Im Herbst spaziere ich gerne durch die Parzellengebiete. Da leuchten Blumen und rote Weinblätter, der Efeu blüht und ist von Bienen umschwärmt, manchmal finde ich Äpfel in Plastiktüten auf dem Weg, zum Mitnehmen. Einmal steht eine Tür offen, und ich sehe einen riesigen orangen Kürbis. Die Pflanze ist an einem Tisch hoch geklettert und die Frucht thront darauf eine Königin. Als ob sie mich herbeiwinken würde, folge ich dem Weg mit den schiefen Platten. Ich bin noch nicht weit gekommen, da fällt hinter mir das Gartentor zu und eine Stimme sagt: “Darauf warte ich schon den ganzen Sommer. Ich muss Ihnen etwas erzählen.” Eine kleine kräftige Frau, graue Haare, mit einer Hacke in der Hand, steht bei der Zypresse.
“Ich … wollte mir nur den Kürbis ansehen”, stottere ich. “Dieser Kürbis gehört Ihnen, wenn Sie mir zuhören.
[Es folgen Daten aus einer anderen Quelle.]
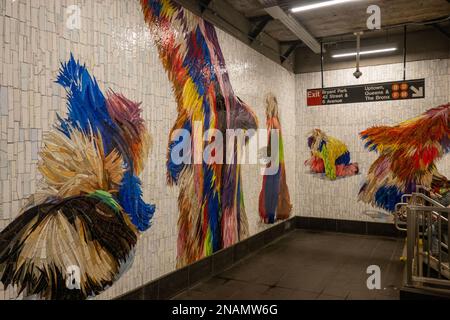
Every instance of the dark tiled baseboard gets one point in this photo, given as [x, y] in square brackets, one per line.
[347, 226]
[416, 294]
[170, 285]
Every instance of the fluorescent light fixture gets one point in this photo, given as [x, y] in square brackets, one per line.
[319, 5]
[353, 54]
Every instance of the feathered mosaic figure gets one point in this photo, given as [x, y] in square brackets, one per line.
[274, 200]
[90, 212]
[212, 214]
[330, 156]
[407, 156]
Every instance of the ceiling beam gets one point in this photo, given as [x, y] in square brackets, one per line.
[259, 28]
[296, 28]
[441, 30]
[289, 51]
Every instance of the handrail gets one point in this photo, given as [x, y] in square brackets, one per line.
[426, 246]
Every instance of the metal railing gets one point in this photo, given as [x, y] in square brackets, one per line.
[428, 233]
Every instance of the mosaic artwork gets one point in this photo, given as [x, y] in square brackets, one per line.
[211, 206]
[407, 156]
[329, 156]
[85, 220]
[274, 199]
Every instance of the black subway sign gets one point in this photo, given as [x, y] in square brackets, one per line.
[375, 92]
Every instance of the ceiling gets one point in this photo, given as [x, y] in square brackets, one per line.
[344, 19]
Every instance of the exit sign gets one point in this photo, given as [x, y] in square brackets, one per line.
[375, 92]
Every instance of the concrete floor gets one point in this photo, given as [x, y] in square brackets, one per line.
[306, 265]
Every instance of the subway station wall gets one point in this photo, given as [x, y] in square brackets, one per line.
[118, 49]
[338, 199]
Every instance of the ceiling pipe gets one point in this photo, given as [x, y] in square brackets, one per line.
[358, 73]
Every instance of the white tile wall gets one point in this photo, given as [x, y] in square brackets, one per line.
[117, 48]
[338, 199]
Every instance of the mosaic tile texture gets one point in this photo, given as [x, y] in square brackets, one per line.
[338, 199]
[117, 47]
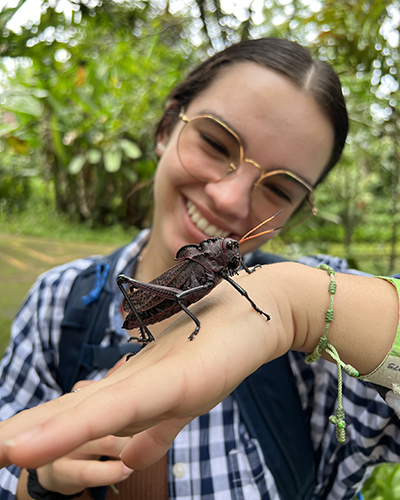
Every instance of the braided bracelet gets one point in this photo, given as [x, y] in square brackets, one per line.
[387, 374]
[323, 345]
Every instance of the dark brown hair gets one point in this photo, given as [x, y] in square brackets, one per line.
[286, 57]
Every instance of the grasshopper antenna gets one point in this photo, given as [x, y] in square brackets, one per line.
[250, 235]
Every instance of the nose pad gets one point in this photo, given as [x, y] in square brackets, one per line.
[232, 195]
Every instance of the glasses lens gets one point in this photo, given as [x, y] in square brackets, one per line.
[281, 192]
[208, 150]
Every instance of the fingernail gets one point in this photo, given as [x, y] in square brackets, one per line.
[127, 472]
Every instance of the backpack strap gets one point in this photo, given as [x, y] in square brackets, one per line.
[85, 322]
[270, 406]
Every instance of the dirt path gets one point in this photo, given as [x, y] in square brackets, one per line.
[22, 259]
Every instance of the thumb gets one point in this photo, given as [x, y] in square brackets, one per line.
[149, 446]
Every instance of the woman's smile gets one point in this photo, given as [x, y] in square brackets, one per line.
[202, 223]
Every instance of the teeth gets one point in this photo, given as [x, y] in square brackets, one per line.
[203, 224]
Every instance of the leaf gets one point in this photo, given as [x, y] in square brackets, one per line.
[112, 160]
[6, 128]
[76, 164]
[23, 103]
[94, 156]
[131, 149]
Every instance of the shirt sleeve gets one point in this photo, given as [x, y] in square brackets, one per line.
[372, 428]
[28, 370]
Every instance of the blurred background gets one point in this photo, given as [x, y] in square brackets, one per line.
[82, 84]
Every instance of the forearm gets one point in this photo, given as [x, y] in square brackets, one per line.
[173, 379]
[366, 313]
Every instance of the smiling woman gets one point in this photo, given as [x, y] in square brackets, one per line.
[248, 134]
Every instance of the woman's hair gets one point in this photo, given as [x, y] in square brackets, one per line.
[281, 55]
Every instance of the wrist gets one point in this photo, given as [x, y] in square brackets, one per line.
[38, 492]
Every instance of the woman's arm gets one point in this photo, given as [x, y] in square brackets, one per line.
[171, 381]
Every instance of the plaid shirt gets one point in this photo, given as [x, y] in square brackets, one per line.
[213, 457]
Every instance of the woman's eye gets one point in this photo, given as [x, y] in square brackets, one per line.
[278, 191]
[215, 145]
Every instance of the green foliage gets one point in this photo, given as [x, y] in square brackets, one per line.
[86, 102]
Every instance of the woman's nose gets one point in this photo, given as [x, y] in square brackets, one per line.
[232, 195]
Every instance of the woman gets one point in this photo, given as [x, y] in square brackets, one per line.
[250, 132]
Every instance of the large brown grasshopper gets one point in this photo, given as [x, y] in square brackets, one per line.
[200, 268]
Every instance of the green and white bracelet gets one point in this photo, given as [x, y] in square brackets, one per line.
[387, 373]
[323, 345]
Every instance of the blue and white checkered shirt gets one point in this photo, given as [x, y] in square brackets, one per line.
[213, 457]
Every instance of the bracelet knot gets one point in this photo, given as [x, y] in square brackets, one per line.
[323, 345]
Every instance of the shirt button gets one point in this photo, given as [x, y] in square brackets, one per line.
[179, 470]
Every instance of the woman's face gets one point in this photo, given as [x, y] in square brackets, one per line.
[281, 127]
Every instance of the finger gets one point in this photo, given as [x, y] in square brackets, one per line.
[92, 419]
[110, 446]
[150, 446]
[72, 476]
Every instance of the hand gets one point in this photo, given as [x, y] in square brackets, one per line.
[82, 468]
[158, 391]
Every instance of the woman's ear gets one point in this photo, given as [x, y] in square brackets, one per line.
[160, 146]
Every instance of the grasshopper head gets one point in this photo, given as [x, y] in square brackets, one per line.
[232, 254]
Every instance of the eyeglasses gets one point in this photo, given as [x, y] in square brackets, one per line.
[209, 150]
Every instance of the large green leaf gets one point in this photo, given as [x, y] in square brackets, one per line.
[76, 164]
[112, 160]
[130, 149]
[23, 103]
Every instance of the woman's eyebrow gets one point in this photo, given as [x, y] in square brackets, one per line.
[220, 118]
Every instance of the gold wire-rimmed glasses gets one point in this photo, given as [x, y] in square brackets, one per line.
[209, 150]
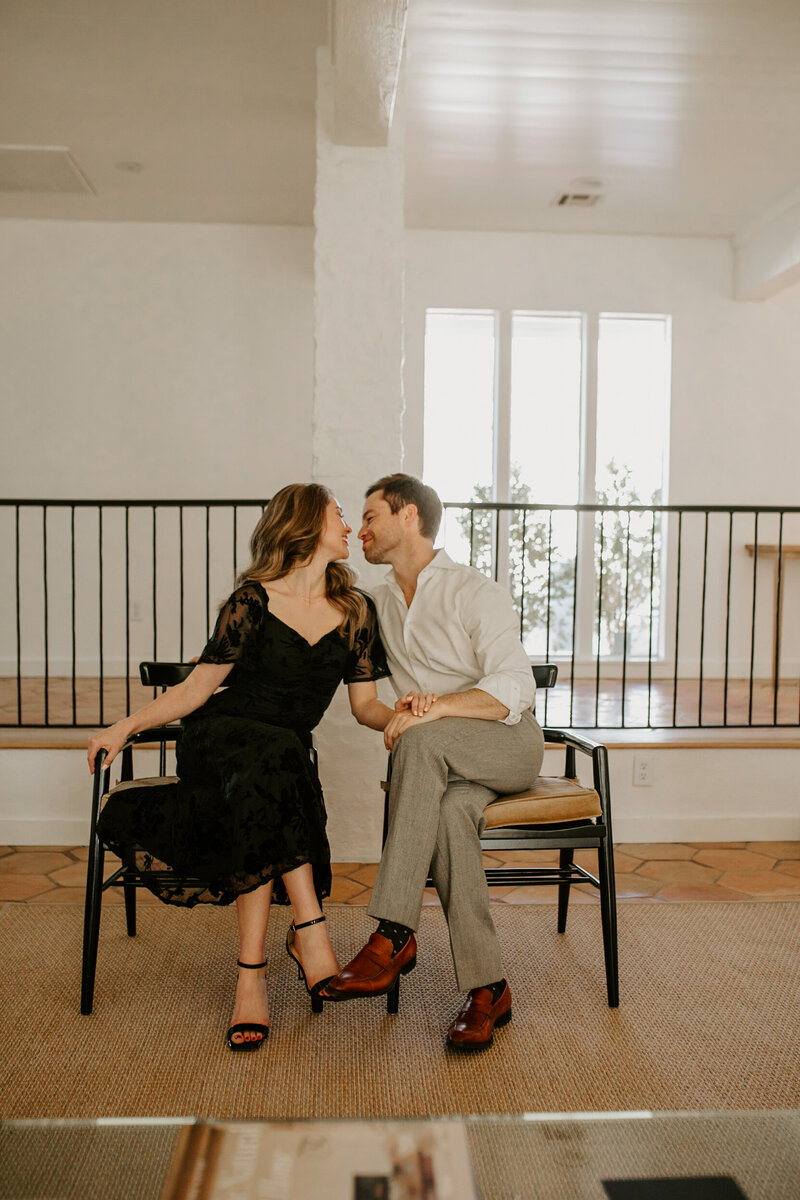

Drinnen ist es warm.” Sie deutet auf ein kleines Haus, das rot gestrichen ist und vom Efeu bewachsen wird. Ich zögere, suche nach einer Ausrede. “Wird schon”, sagt sie. “Pfefferminz Tee?” “Ja, gerne.” Sie lehnt die Hacke an die Hauswand und verschwindet im Häuschen.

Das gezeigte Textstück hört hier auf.